Example outcomes include:
- Identification of multiple subdomains through certificate transparency logs
- Detection of active vs inactive assets via DNS resolution
- Discovery of publicly accessible documents from archived sources
- Correlation of infrastructure data (ASN, organization, geolocation)
- Automated classification of risk across multiple categories
Execution is optimized through concurrency, allowing multiple enrichment and validation tasks to run in parallel, significantly reducing total runtime.
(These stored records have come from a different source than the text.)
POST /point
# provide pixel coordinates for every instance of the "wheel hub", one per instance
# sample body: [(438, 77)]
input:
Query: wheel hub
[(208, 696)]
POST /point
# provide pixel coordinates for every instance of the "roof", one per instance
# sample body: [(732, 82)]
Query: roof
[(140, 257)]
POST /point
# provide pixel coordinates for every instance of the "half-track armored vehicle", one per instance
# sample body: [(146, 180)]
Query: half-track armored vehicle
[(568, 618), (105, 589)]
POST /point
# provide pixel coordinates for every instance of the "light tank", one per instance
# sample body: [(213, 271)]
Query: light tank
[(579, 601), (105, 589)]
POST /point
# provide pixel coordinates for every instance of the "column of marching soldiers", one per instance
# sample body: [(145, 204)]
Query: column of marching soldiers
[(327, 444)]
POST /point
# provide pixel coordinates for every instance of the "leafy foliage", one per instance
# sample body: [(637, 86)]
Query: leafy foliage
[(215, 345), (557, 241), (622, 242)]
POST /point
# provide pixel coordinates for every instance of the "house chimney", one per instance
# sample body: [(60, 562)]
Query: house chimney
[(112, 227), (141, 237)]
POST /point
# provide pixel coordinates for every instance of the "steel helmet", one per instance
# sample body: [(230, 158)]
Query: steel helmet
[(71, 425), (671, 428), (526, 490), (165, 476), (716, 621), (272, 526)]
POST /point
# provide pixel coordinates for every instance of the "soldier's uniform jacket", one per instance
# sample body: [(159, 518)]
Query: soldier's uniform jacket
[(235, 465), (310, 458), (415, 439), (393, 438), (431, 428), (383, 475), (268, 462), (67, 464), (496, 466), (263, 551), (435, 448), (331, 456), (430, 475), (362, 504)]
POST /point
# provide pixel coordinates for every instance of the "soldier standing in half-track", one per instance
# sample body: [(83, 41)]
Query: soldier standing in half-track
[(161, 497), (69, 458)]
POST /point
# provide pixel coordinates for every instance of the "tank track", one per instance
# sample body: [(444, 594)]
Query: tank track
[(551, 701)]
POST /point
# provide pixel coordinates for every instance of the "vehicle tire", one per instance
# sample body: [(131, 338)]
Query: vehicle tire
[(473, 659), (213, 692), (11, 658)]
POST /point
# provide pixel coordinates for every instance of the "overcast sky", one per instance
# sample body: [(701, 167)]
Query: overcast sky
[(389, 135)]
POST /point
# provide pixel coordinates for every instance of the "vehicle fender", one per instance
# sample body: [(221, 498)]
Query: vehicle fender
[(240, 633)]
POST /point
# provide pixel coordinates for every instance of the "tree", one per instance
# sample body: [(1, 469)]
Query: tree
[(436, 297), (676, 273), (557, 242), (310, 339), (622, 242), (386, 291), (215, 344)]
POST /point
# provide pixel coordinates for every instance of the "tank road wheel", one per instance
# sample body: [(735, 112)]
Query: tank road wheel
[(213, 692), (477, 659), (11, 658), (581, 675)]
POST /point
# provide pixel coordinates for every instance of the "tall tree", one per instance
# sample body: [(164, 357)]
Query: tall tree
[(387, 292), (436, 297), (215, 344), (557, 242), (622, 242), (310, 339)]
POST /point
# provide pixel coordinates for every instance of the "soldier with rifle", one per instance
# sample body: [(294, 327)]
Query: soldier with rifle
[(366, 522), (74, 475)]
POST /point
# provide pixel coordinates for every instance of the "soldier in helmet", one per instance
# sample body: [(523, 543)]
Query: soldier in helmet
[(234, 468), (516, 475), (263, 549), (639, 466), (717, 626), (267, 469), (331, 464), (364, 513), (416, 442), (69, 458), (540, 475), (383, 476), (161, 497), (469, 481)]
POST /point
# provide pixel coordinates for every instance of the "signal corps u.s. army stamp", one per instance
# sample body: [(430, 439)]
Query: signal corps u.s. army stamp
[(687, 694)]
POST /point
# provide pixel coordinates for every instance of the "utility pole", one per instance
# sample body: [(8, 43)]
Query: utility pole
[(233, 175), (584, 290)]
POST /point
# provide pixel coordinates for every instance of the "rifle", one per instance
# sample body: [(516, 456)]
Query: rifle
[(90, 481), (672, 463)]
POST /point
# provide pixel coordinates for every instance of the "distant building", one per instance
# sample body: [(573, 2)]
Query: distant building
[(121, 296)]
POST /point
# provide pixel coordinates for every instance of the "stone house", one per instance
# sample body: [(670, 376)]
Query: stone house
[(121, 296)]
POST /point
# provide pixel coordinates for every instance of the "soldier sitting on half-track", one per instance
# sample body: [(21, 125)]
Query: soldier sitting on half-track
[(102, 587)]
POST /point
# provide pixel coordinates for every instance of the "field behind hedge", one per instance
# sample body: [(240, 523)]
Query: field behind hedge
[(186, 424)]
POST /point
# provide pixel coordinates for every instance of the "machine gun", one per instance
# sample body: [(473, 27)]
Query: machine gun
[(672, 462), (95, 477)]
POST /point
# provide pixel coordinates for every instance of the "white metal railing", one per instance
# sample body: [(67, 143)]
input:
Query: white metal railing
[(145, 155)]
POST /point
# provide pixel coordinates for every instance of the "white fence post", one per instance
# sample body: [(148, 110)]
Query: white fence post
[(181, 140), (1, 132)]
The final output is a comprehensive HTML report that consolidates all findings into a readable and actionable format.
Limitations
While effective, the tool has some limitations:
- Relies on third-party APIs, which may introduce rate limits or incomplete data
- Passive-only approach may miss assets not exposed through public sources
- WHOIS data inconsistency across registrars can affect accuracy
- Risk scoring is heuristic-based and does not replace manual analysis
These limitations reflect real-world constraints of passive reconnaissance techniques.
Output
The final output is an HTML report containing:
- WHOIS data
- DNS records
- Subdomains (active/inactive)
- Certificates
- Infrastructure details
- Metadata findings
- Risk assessment
Download HTML Report Example 🔗
Key Challenges
During development, some challenges included:
- Handling inconsistent WHOIS formats
- Normalizing data from multiple APIs
- Avoiding duplicate records
- Managing API failures and timeouts
- Designing a clean and readable report
What I Learned
This project helped me improve:
- OSINT data correlation
- Secure data handling
- Writing modular Python code
- Designing analysis pipelines
- Thinking like an attacker during recon
Future Improvements
Planned enhancements:
- Integration with additional OSINT sources
- PDF export support
- Improved risk scoring model
- Web-based interface
- Caching for faster execution
Ethical Considerations
This tool operates strictly in a passive manner, meaning:
- No direct interaction with the target
- No scanning or exploitation
- Only publicly available data is used
Conclusion
This project demonstrates how publicly available data can be systematically leveraged to map a target’s attack surface without active interaction.
Beyond data collection, the focus was on building a structured pipeline capable of:
- Correlating multiple OSINT sources
- Reducing noise through normalization and deduplication
- Automating analysis and reporting
- Providing actionable security insights
This work reflects my ability to design scalable reconnaissance workflows and think in terms of attack surface analysis, a critical component in modern cybersecurity operations.